「先ずはこの部屋の確認よね……」
先ずは此処がどの層であるか、どの位置であるか、そもそもフロアが安全であるのかどうか。
それを調べなくては話にならない。
「何もなければ此処を拠点にして、探査の手を進めたいけど…ふむ」
ざっとフロア内部を見渡してみる。
「扉は二つ……見た感じ特に特殊な物も仕掛けも無し。
(いつかのダンジョンにはドア・イミテーター(扉の擬態生物)やら
アサルトドアー(人食い扉)が一杯でしたからね〜…
用心するに越したことはないのだけれど…。)」
進むたびにしつこく仕掛けられていたそれらを爆破し、仲間に呆れられたのを思い出しながら、
長い杖…魔法の触媒であるロッドだ…を握りなおす。
「確か……音が軽ければ、向こう側が空洞になっている可能性があるんですよね。
…そゆ場所には隠し通路もある…と)」
何時だったか組んだ、生真面目なシーフの少女の言葉が蘇った。
「そういえばあの軍人さんも、随分生真面目な方でしたね…
一緒にお茶、してみたかったのですけど。

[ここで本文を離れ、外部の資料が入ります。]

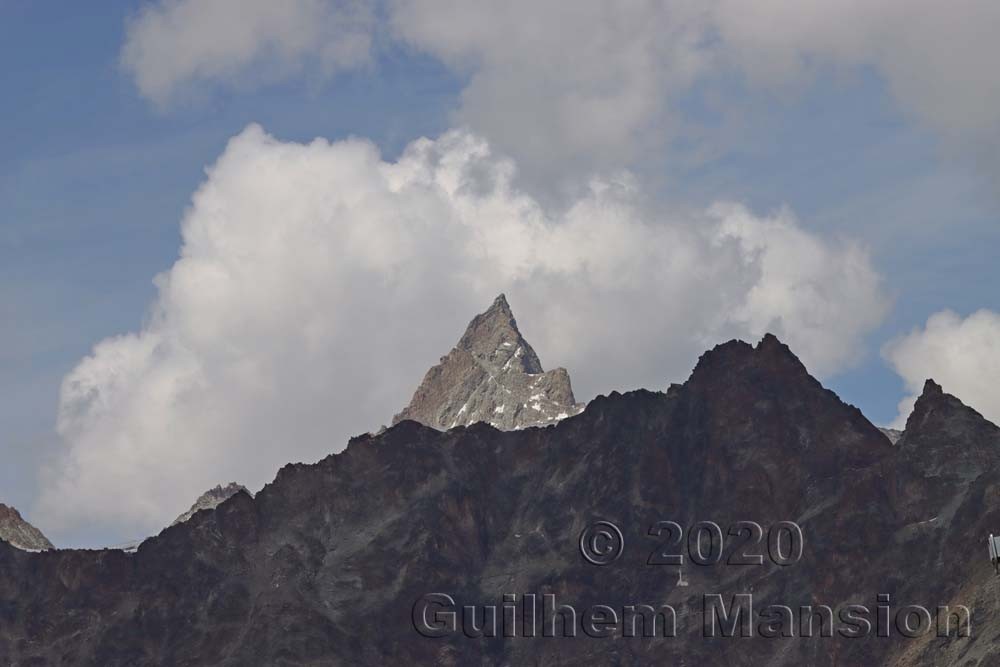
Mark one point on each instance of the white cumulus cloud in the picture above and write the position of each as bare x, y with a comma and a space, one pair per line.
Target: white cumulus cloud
960, 354
317, 283
172, 44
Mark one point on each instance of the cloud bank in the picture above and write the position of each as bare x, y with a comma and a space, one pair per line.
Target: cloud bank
316, 283
173, 44
962, 355
597, 84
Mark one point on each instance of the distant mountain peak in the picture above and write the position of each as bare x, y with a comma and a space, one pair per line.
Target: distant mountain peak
18, 532
211, 499
492, 375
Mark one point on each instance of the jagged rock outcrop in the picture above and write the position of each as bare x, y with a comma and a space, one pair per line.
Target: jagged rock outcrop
894, 434
492, 375
18, 532
324, 566
211, 499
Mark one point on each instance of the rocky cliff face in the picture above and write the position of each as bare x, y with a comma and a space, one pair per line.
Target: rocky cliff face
211, 499
326, 565
18, 532
492, 375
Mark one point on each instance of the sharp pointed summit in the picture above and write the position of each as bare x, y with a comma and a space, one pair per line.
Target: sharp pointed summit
21, 534
492, 375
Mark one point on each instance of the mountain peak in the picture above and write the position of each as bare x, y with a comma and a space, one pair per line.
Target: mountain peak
211, 499
492, 375
18, 532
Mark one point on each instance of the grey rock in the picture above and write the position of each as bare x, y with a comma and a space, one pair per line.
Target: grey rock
21, 534
893, 434
211, 499
492, 375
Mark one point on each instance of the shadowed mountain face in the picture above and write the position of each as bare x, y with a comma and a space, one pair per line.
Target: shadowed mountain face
494, 376
19, 532
325, 565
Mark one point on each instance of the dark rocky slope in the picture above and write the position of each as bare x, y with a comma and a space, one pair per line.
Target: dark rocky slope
323, 567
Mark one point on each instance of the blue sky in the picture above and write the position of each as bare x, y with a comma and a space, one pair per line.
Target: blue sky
95, 179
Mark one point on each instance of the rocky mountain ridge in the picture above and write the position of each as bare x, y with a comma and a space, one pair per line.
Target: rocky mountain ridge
18, 532
327, 564
492, 375
211, 499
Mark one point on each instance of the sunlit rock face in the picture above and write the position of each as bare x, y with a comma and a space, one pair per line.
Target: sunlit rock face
18, 532
325, 565
492, 375
211, 499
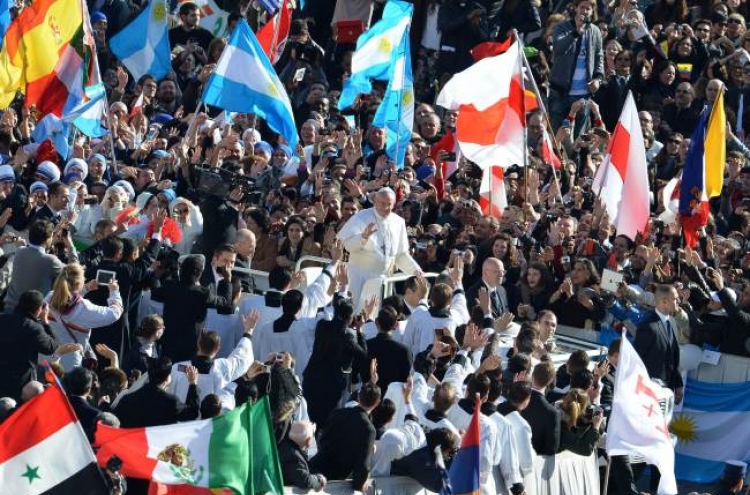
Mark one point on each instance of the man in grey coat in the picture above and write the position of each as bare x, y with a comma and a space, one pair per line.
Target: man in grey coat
33, 267
577, 61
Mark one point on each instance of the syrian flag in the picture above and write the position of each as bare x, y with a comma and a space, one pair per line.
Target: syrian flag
492, 196
622, 178
489, 97
45, 451
273, 35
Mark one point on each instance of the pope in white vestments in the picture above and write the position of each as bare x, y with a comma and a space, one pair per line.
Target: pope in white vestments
377, 243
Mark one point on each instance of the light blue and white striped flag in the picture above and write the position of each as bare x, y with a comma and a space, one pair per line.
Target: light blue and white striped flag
270, 6
143, 45
396, 112
373, 58
244, 81
712, 428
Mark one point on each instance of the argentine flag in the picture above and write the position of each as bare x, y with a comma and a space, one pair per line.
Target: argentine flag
712, 428
396, 112
143, 45
373, 58
244, 81
87, 116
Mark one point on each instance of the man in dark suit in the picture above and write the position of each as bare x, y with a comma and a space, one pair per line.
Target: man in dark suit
220, 269
151, 405
394, 358
78, 383
55, 208
130, 275
347, 441
493, 272
656, 342
543, 417
24, 334
293, 458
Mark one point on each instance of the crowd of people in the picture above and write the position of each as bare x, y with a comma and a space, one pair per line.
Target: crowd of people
182, 200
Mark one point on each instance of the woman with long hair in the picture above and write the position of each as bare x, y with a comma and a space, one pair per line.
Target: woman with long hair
577, 302
338, 352
534, 291
72, 317
296, 244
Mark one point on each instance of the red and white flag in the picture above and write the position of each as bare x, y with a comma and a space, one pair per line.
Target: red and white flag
273, 43
637, 424
447, 143
492, 196
622, 178
489, 97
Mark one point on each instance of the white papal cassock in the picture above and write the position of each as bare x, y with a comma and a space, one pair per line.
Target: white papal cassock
381, 255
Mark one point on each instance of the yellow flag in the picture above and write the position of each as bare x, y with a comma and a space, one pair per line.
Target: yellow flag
716, 148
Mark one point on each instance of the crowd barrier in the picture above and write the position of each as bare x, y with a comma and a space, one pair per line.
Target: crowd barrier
563, 474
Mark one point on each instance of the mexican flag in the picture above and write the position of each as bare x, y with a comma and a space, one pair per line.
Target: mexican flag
235, 452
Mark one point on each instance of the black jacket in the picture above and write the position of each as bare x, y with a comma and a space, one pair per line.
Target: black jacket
420, 466
185, 310
152, 406
86, 413
295, 468
345, 446
22, 339
394, 359
659, 351
544, 420
130, 277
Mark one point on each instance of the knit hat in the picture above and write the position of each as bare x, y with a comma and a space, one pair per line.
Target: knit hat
265, 147
7, 174
97, 157
169, 194
286, 149
77, 164
49, 171
97, 16
128, 187
424, 172
38, 186
142, 200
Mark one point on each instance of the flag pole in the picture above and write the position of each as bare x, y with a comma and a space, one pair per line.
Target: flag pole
115, 168
606, 475
402, 50
275, 37
557, 148
525, 130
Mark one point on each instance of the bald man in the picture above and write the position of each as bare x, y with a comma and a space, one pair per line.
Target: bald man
244, 246
377, 243
493, 272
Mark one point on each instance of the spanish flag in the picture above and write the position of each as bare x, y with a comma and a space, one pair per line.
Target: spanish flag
39, 57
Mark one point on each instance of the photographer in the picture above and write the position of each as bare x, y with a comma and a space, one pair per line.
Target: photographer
580, 432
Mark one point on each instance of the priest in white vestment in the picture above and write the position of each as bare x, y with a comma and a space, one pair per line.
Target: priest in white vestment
377, 243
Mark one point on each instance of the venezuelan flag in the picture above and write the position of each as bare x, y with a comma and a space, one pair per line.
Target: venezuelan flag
716, 148
464, 471
36, 55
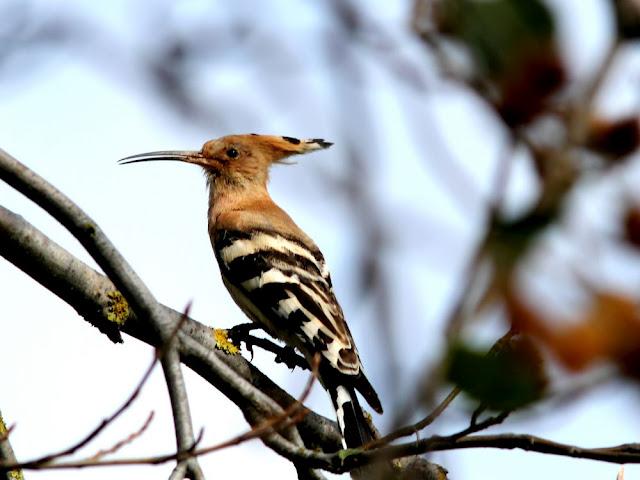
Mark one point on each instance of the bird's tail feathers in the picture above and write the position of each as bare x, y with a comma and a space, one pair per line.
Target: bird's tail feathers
356, 430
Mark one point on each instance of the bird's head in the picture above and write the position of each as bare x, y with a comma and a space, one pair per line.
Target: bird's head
237, 159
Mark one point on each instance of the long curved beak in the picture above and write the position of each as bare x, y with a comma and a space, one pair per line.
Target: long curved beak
166, 155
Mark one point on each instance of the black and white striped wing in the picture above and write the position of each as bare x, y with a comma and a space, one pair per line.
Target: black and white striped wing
286, 288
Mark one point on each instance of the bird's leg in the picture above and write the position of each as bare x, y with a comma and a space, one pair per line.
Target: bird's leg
241, 333
289, 357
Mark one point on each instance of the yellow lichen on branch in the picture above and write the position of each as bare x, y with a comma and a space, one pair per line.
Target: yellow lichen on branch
223, 343
117, 308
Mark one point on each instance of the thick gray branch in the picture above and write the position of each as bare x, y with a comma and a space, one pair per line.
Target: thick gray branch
91, 294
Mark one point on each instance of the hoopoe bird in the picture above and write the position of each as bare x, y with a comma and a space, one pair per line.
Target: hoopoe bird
273, 270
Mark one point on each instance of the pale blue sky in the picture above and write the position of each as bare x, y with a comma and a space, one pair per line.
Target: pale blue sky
72, 117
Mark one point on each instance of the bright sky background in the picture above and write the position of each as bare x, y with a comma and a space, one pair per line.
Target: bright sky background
70, 119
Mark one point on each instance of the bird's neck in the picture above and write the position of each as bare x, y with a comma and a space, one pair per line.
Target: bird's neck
225, 198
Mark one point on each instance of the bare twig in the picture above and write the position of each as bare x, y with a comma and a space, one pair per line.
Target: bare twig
116, 267
87, 291
7, 455
125, 441
416, 427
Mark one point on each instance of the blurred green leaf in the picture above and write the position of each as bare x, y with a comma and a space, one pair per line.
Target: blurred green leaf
507, 379
627, 18
497, 31
513, 44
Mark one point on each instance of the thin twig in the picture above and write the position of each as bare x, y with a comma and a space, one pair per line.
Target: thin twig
416, 427
86, 230
125, 441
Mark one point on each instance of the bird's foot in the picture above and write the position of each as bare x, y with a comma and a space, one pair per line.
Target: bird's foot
289, 357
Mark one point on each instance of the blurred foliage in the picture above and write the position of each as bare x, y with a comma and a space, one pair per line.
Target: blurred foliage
513, 45
509, 377
627, 14
609, 329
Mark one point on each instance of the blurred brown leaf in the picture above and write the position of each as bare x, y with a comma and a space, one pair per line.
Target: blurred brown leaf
513, 44
615, 138
608, 330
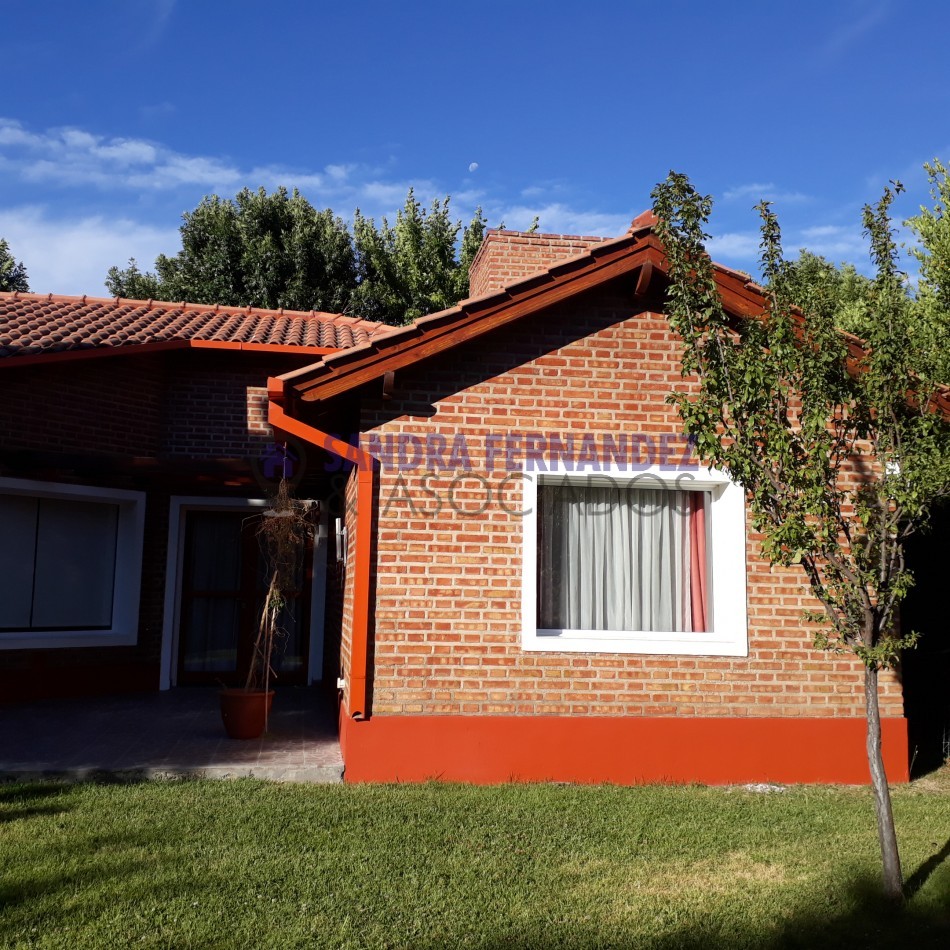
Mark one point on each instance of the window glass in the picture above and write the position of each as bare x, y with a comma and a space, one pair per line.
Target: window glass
62, 559
615, 558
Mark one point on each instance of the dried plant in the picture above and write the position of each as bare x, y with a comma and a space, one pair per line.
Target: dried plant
285, 529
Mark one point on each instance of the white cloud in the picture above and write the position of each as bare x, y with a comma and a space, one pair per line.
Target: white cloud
76, 157
764, 192
836, 242
72, 256
559, 218
837, 41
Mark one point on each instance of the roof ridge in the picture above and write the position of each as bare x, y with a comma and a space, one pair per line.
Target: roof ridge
86, 300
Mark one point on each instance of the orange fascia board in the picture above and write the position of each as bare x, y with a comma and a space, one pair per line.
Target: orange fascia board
439, 332
140, 349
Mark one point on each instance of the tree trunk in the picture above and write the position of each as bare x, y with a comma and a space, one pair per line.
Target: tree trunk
890, 857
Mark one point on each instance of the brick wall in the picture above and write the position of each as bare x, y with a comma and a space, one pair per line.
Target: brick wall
215, 406
189, 404
99, 406
448, 608
509, 256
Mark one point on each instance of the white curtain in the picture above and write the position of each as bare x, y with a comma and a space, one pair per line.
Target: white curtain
613, 558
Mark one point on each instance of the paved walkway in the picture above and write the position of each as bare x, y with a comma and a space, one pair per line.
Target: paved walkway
177, 733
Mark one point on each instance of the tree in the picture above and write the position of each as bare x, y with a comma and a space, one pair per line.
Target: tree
839, 292
132, 284
12, 274
276, 250
410, 269
932, 251
841, 454
262, 250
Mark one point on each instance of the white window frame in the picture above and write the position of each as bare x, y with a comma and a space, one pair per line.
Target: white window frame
726, 579
179, 507
124, 630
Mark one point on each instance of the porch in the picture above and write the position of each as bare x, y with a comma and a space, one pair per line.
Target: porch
172, 734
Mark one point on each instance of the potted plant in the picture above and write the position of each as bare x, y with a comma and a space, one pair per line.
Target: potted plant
283, 533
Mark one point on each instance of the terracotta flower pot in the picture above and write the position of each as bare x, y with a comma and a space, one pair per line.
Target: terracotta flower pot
244, 711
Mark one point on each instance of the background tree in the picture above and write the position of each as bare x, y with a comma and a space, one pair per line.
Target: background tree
12, 274
410, 269
276, 250
789, 414
133, 284
261, 250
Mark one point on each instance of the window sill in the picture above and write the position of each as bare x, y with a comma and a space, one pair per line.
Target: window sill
62, 639
646, 642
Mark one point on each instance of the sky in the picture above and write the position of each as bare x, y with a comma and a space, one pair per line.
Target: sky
120, 115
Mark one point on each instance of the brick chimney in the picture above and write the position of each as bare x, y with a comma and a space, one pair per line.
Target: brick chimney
506, 257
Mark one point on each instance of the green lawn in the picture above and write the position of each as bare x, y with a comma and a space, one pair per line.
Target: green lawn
251, 864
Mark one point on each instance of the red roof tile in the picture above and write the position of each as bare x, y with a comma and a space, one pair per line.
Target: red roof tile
39, 324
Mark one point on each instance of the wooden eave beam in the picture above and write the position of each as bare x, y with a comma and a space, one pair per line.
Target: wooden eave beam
360, 365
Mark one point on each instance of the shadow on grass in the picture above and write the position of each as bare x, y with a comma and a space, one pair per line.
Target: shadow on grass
27, 801
865, 921
917, 880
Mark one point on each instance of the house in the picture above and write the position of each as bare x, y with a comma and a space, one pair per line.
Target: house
521, 571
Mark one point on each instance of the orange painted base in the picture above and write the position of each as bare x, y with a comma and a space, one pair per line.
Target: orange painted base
622, 750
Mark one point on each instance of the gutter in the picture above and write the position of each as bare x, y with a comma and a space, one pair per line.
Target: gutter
278, 417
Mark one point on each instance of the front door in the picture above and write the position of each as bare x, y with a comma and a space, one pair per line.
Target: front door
224, 580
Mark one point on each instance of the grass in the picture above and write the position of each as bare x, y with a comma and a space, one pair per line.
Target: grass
251, 864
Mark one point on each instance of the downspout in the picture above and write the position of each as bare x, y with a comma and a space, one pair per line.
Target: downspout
364, 462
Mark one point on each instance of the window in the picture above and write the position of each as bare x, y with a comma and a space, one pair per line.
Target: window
634, 562
70, 565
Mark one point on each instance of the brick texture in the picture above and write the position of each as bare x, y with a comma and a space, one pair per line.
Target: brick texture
174, 406
509, 256
448, 576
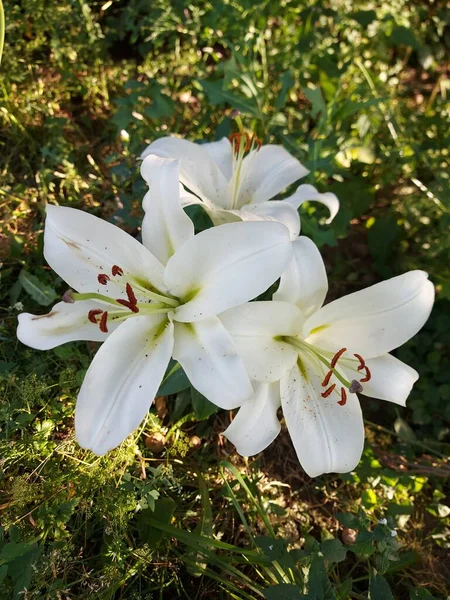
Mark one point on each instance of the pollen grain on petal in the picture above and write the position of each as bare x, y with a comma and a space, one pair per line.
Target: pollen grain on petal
131, 297
329, 391
128, 305
326, 381
116, 270
93, 314
355, 387
103, 278
367, 377
362, 362
343, 399
103, 320
337, 356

」
そんな事を思いながら…こつ、こつ、こつ…杖先を使って壁を、床を、扉を、
耳を澄ませて反応を探るアイリスだった。
「ふむ……なら此処を一端の避難場所にして、と…」
軽くベルトポーチから羊皮紙とペンを取り出し、マッピングするアイリス。
「さてさて、じゃあどちらにしようかしら〜(ころんと杖を立てて倒す…東側の方へと倒れ)
…ん、こっちね♪」
扉に手をかけながら、次のフロアへと進んでいく。
その先にあったのは……
「おおっ、と」
男の声が響く。
扉を開けた先にいたのは、中肉中背の冒険者風の男。
男は、小狡そうな笑みを浮かべアイリスの全身を視線で値踏みすると、
こちらと同じ魔法の構えをとる。
その好戦的な気配に、アイリスは内心で溜息をつく。
(あらあら)
男の雰囲気からは、決して魔法が得意という様子は伝わってこない。
なのに、敢えてこちらと同じ魔法の準備に入るというのは、
彼女がよほど侮られているか、もしくは何か策があっての事なのだろうか?
アイリスもすかさずロッドを構えて、体勢を整える。
それを見た男は、嘲笑に近い笑顔で高らかに宣言する。
「俺の名はレオ、今からあんたを孕ませる男だ」
こちらの身体を何度も往復する視線は、
執拗に、彼女の胸のふくらみやヒップに絡みついてくる。
明らかに、アイリスの身体を孕ませる対象−母胎−として見ている証拠だった。
好戦的な気配に加えて、男は、その変態的な性欲を隠そうとしない。
戦いは避けられそうになかった。
アイリスは、男に向かってキツく言う。